The United Kingdom has proposed a comprehensive framework to regulate centralized crypto exchanges and entities like custodians.
They lay out proposals in regards to crypto trading venues, intermediaries, crypto lending and much else.
Overall the aim is to facilitate crypto activities, while preventing abuses like FTX or Celsius which sold customers’ bitcoin and eth to prop up its own token.
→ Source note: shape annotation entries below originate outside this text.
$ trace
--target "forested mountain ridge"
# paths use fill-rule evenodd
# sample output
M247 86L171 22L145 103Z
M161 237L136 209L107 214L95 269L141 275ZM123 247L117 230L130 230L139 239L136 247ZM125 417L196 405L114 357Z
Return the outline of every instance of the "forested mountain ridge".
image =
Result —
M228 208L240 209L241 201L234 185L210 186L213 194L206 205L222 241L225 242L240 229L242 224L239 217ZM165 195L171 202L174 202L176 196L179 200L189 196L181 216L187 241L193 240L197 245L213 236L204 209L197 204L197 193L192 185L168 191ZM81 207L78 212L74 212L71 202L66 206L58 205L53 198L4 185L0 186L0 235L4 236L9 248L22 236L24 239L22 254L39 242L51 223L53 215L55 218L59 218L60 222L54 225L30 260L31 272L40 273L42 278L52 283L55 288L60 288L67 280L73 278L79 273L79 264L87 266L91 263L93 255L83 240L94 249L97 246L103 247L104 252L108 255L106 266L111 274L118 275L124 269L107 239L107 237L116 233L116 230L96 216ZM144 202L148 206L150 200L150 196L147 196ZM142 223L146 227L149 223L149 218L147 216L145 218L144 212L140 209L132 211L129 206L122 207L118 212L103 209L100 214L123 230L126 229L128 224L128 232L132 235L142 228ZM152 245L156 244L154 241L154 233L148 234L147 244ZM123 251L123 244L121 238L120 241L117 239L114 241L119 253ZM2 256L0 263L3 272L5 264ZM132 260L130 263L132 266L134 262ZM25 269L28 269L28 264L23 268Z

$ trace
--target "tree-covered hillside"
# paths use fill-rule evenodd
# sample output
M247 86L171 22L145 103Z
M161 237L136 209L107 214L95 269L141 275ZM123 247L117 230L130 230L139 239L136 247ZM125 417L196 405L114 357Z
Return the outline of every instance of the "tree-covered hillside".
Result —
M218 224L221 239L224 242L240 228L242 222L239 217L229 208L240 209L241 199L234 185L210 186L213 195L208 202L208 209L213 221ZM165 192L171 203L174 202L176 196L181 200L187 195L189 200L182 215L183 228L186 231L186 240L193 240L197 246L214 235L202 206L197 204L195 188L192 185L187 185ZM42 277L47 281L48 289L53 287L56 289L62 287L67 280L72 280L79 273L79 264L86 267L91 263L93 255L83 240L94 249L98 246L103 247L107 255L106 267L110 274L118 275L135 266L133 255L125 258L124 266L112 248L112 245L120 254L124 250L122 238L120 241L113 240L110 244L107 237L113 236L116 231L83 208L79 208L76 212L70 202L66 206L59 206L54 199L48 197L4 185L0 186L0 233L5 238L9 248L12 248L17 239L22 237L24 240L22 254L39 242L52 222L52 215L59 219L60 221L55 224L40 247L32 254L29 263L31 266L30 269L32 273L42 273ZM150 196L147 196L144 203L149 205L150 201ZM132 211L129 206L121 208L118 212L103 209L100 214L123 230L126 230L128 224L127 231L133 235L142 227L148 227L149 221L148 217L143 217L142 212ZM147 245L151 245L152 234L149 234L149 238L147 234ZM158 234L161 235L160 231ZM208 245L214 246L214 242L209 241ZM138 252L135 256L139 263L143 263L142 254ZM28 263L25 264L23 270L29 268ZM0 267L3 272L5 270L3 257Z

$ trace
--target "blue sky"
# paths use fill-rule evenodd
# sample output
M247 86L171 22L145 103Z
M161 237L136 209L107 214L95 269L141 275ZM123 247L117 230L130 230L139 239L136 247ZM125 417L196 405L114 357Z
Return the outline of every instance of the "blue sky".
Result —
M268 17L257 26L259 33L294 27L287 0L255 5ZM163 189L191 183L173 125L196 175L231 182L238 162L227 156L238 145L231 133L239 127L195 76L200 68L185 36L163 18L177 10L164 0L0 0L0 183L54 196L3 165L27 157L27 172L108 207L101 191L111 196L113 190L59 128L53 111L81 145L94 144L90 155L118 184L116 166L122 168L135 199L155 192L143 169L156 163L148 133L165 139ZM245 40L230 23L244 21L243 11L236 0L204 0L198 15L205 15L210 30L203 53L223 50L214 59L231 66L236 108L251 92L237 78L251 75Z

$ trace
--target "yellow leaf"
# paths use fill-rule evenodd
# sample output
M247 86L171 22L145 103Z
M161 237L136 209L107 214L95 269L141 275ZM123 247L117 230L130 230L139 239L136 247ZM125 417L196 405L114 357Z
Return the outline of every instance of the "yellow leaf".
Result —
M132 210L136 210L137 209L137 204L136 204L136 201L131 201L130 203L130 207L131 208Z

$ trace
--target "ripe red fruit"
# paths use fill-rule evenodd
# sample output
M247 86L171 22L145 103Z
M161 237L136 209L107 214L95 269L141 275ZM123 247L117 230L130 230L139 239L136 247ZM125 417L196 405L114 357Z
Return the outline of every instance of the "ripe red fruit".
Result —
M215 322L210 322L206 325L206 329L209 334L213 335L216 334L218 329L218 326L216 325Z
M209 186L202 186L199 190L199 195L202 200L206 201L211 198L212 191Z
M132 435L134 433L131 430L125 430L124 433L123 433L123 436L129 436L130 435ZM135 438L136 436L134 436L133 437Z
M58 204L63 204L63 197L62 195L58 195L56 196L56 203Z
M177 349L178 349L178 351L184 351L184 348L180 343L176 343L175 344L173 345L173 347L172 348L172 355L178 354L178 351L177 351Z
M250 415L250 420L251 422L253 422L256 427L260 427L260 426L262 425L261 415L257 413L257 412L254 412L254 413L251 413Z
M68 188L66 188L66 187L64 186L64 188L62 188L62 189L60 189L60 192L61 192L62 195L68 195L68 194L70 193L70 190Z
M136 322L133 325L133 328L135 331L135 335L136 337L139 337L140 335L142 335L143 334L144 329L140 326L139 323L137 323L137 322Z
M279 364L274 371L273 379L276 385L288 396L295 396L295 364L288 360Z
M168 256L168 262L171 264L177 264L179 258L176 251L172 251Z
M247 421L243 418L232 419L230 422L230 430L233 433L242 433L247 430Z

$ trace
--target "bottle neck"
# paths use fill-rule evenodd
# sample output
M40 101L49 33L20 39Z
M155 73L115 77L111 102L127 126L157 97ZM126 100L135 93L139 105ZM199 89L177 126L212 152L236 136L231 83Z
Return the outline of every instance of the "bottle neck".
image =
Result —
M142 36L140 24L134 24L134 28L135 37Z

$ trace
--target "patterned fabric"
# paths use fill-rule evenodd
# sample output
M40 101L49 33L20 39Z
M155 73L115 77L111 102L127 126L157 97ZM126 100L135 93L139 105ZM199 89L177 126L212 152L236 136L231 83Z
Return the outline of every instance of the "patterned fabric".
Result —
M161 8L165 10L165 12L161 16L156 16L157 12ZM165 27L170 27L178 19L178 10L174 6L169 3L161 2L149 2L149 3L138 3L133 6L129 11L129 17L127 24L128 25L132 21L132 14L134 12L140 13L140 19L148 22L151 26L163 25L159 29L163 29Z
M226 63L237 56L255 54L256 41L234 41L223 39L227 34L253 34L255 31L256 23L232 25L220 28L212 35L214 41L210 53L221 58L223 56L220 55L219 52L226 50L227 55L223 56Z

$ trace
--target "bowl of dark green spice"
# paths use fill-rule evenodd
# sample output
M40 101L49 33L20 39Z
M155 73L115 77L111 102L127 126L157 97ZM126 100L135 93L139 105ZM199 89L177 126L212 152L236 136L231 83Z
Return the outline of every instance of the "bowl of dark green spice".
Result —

The Economic Secretary to the Treasury, Andrew Griffith said:
“We remain steadfast in our commitment to grow the economy and enable technological change and innovation – and this includes cryptoasset technology.
But we must also protect consumers who are embracing this new technology – ensuring robust, transparent, and fair standards.”
In regards to crypto trading venues and intermediaries, much is as you’d expect with the only interesting aspect for crypto lending being that they want information sharing with the Treasury regarding collateral levels so as to manage risk.
For crypto custodians, and presumably that can include exchanges, they require that customers’ assets legally remain those of the customer even in the case of insolvency, in addition to measures to be taken “for redress in the event that cryptoassets held in custody are lost.”
Decentralized finance (DeFi) is seemingly left out with the Treasury stating that “some parts of the value chain may not be practical to regulate, for example the underlying protocol if that has become truly opensourced and decentralised over time.”
The most interesting part of this proposal is on crypto issuance where UK is breaking ground to some extent with this document by seemingly making a distinction between what we are calling crypto securities and traditional securities.
They generally prohibit ICOs and public offerings unless it is listed on a crypto trading venue or a regulated market, the latter being a “public offer platform” to facilitate crowdfunding.
A prospectus would be required with disclosures and some level of due diligence to verify such disclosures.
Crucially, it is the trading venue that administers these requirements with the proposal stating:
“The FCA would include principles in their rule book for admission and disclosure
requirements that cryptoasset trading venues would then be responsible for administering.”
This is self-regulation to some extent in as far as unlike in US, there will be no requirement for FCA to deem the prospectus adequate, the trading venues instead do that.
There’s naturally a distinction between cryptos like bitcoin, which do not fall within such requirements, and tokens that are more akin to securities.
This proposal therefore seems to suggest that the process Coinbase used to have by engaging in significant scrutiny before listing an asset, is sufficient in line with FCA guidelines, so striking a balance.
“The government does not expect these admission disclosure documents to take the same shape and form as a traditional prospectus given specific characteristics and investor profiles of cryptoassets,” the Treasury said.
The proposal opened to consultation today with it to continue until April 30th afterwhich legislation may follow.
This would make crypto a regulated market in UK, addressing some of the risks of fiduciary relationships where an entity is in a position of trust, while not interfering with actual crypto like smart contracts.